El Solís es toda una experiencia. Es tal la belleza de la sala, su historia, su tradición, su peso en la cultura uruguaya, que desde el escenario parece que el teatro se te viniese encima, que fuera una ola gigante imposible de esquivar. Cada vez que me ha tocado cantar allí (hasta ahora, tres veces a lo largo de todos estos años de músico), durante la prueba de sonido camino y camino por esas tablas, jugando una suerte de partida de truco con el ángel de la sala, a los efectos de aclimatarme y domesticar el siempre corcoveador potro de los nervios. Estar nervioso, en un sitio así, es perfectamente normal y, al menos en mi caso, opera a favor del rendimiento artístico.
El problema de la sala vacía empieza cuando sigue vacía al momento de comenzar el espectáculo. En ese instante, la magia se convierte en dolorosa frustración y el ángel de la sala en un demonio. Los actores y los músicos buscamos el aplauso que es -¿cómo negarlo?- un bienvenido oxígeno para el ego, para a la vez el anhelado premio para tanto esfuerzo, tanto aprendizaje, tantos sueños a veces largamente postergados.
Por supuesto que existe y siempre está vigente la vieja máxima “el espectáculo debe continuar” y así sucede: actores y músicos suelen dar lo mejor de sí aún ante apenas un puñadito de espectadores. ¡Si habré visto de veces esa situación! Alguna vez, también me ha tocado enfrentar una sala semi vacía y beber el trago amargo que eso significa.
Recuerdo algunas situaciones que me tocó presenciar, en tal sentido y que significaron una enorme lección de profesionalismo y amor por la música.

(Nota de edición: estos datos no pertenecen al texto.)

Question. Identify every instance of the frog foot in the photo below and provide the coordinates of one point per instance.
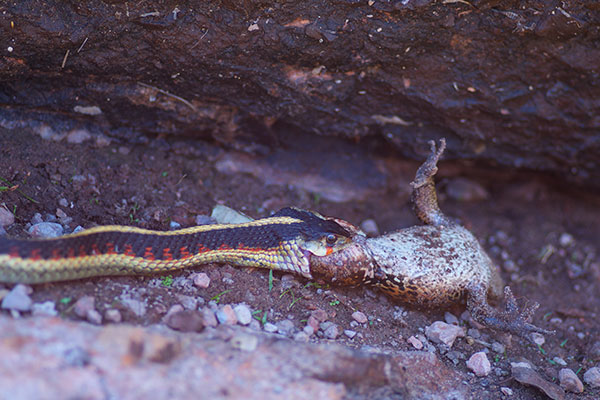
(429, 168)
(512, 319)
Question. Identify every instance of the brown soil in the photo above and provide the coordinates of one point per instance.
(167, 180)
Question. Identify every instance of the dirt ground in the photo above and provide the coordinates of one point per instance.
(543, 234)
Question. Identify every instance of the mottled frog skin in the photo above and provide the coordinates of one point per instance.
(435, 264)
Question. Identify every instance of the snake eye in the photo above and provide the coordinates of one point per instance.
(331, 239)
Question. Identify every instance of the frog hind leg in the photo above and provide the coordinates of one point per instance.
(424, 196)
(512, 319)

Hace un montón de años, allá por el comienzo del nuevo milenio, recibí por la tarde una misteriosa llamada telefónica mientras conducía mi programa de radio en una de las emisoras del Sodre. Un productor no identificado me decía, con la menor cantidad de palabras posibles, que había un par de entradas a mi nombre en la boletería de la Sala Zitarrosa para el show que esa noche daba el acordeonista argentino Rául Barboza, a quien apenas había escuchado nombrar alguna vez. Intrigado, dije que sí, que con mucho gusto iría. Cuando estaba a mitad del agradecimiento de rigor, el productor ya había cortado la comunicación.

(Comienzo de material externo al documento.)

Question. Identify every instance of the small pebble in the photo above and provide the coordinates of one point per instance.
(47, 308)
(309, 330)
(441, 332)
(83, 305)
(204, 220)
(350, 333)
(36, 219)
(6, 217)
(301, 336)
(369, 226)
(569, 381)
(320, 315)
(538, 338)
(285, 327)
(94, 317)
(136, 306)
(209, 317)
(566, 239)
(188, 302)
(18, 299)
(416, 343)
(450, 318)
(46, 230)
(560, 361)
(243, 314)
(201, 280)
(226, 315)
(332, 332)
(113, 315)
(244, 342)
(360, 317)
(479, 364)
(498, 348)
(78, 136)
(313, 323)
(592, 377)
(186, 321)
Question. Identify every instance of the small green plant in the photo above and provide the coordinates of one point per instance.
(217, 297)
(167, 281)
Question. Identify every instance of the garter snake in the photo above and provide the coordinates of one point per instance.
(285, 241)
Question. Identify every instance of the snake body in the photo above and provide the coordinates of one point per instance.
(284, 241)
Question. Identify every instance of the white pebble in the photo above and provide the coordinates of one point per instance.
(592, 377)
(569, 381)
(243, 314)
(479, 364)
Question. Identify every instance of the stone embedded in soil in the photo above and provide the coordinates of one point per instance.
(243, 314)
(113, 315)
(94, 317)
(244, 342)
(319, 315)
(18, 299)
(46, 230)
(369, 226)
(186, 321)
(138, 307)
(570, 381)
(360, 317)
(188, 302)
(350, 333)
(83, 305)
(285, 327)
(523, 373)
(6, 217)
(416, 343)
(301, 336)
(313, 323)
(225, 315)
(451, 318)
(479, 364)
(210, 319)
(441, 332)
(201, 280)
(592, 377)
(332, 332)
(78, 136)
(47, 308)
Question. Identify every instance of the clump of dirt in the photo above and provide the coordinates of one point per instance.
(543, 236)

Muchísimas veces los espectáculos -incluso de conocidas figuras internacionales- se suspenden alegando razones bastante misteriosas como “problemas logísticos”, “dificultades insalvables con el sistema de sonido que no llegó a tiempo desde el exterior” o “fuerte resfriado del artista”. Se anuncia la devolución de las entradas y la fijación de una nueva fecha en un plazo no determinado. La realidad, en un mercado pequeño y sobre saturado de oferta artística, es que en esos casos la venta fue muy pobre y que entonces resulta mejor meter violín en bolsa que tener que pagarlo a precio de Stradivarius. Últimamente pasó con cantantes que ya no están en la cresta de la ola en la que alguna vez surfearon, como el venezolano Franco de Vita, el español Sergio Dalma o la vedette argentina Moria Casán. Otras veces el espectáculo se lleva a cabo igual y la sala vacía se devora al artista, lo quiera o no y por más que ponga enorme pasión en lo que hace.

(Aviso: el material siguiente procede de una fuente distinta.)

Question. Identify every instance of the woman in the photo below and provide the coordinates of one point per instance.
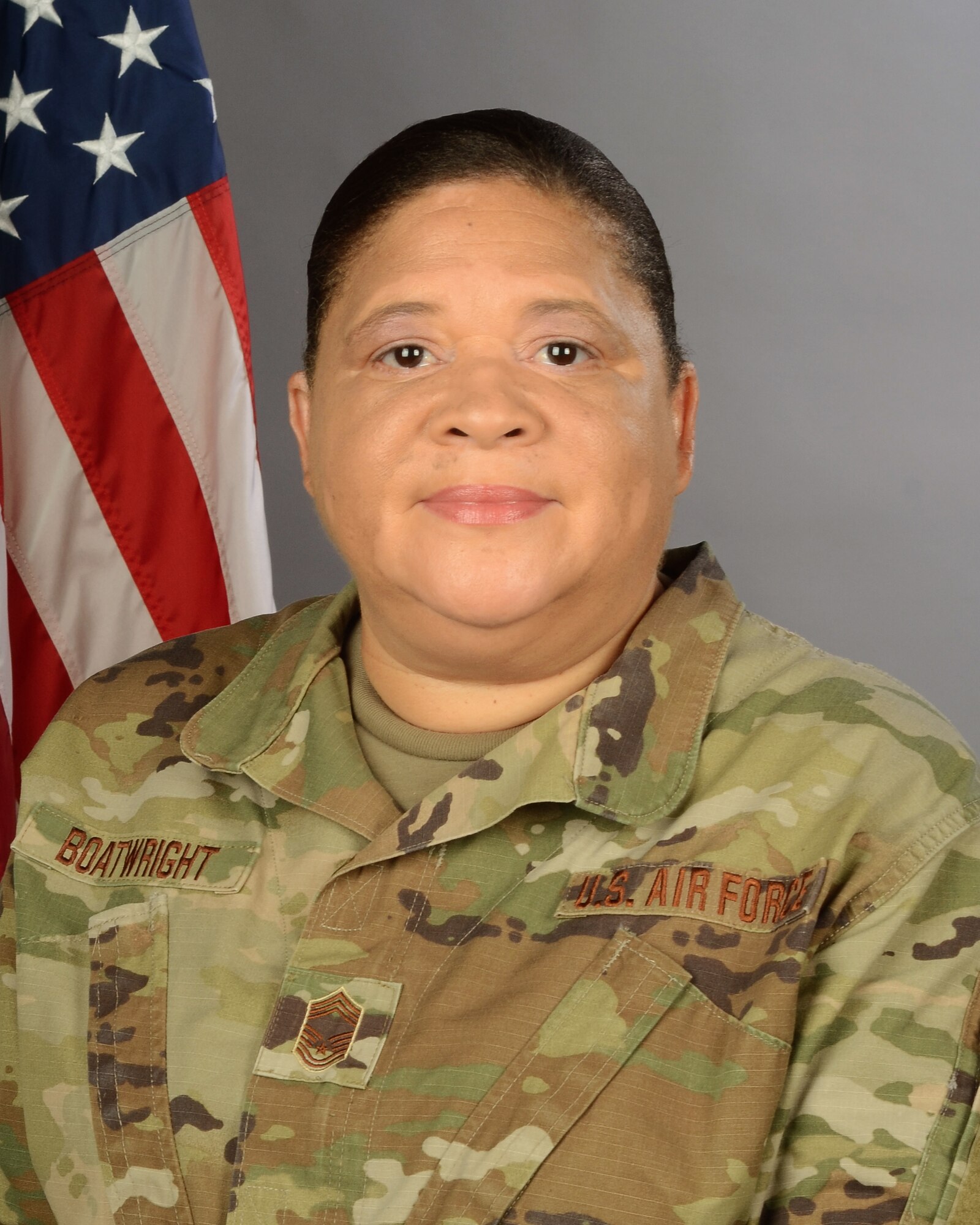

Pero volvamos al caso de Raúl Barboza y su presentación en la Sala Zitarrosa. Un rato antes de ir al teatro pude buscar datos y enterarme de que se trataba de un músico de enorme trayectoria, una auténtica leyenda de la música litoraleña -léase, “chamamé”- argentina, radicado desde hacía años en Francia, con más de 30 discos editados en su país y en sitios como Brasil, Japón, Alemania, España y Holanda. Lo que no podía imaginar era su simpatía en escena y su virtuosismo fenomenal en el acordéon. Debería decir en los acordeones, ya que durante el espectáculo tocó el acordeón-piano convencional para también otros instrumentos de la misma raíz pero con diferencias como botones en lugar de teclas para la mano derecha. El chamamé es un ritmo irresistible y un retrato de toda una región argentina incomparable siempre, pero tocado como lo hace Barboza es un deleite absoluto, que además de placer estético provoca auténtico asombro por su dominio del instrumento.
La pena grande fue que semejante músico debió tocar ante unas pocas decenas de espectadores. Lo hizo con una entrega excepcional, que los pocos que allí estábamos premiamos con lo más parecido a una ovación que pudimos lograr en medio de aquella platea casi vacía. La noche previa a escribir esta nota escuché en vivo a otro monstruo del acordeón, el brasileño Luiz Carlos Borges, tocando en el Séptimo Festival Música de la Tierra. Vaya si me hizo recordar al virtuosismo y la entrega de Barboza tantos años atrás.
Allá por los años iniciales de la década del 80, viví una situación “de vacío” semejante. Injusta e inesperada, cabe agregarse. Se presentaba en el pequeño teatro Millington Drake del Instituto Cultural Anglo-Uruguayo el magistral guitarrista compatriota Eduardo Fernández, discípulo directo del gran Abel Carlevaro y uno de los guitarristas de música culta más renombrados a nivel mundial. Una auténtica bestia interpretativa, con su técnica perfecta y su articulación del fraseo que es como para encuadrar frase por frase. El programa era imperdible para todo amante de la guitarra: las cuatro suites para laúd de Johann Sebastian Bach. Si, las cuatro suites completas, en un mismo espectáculo. Una tarea ciclópea para cualquier guitarrista. En fin, cualquiera que no fuese el gran Eduardo Fernández.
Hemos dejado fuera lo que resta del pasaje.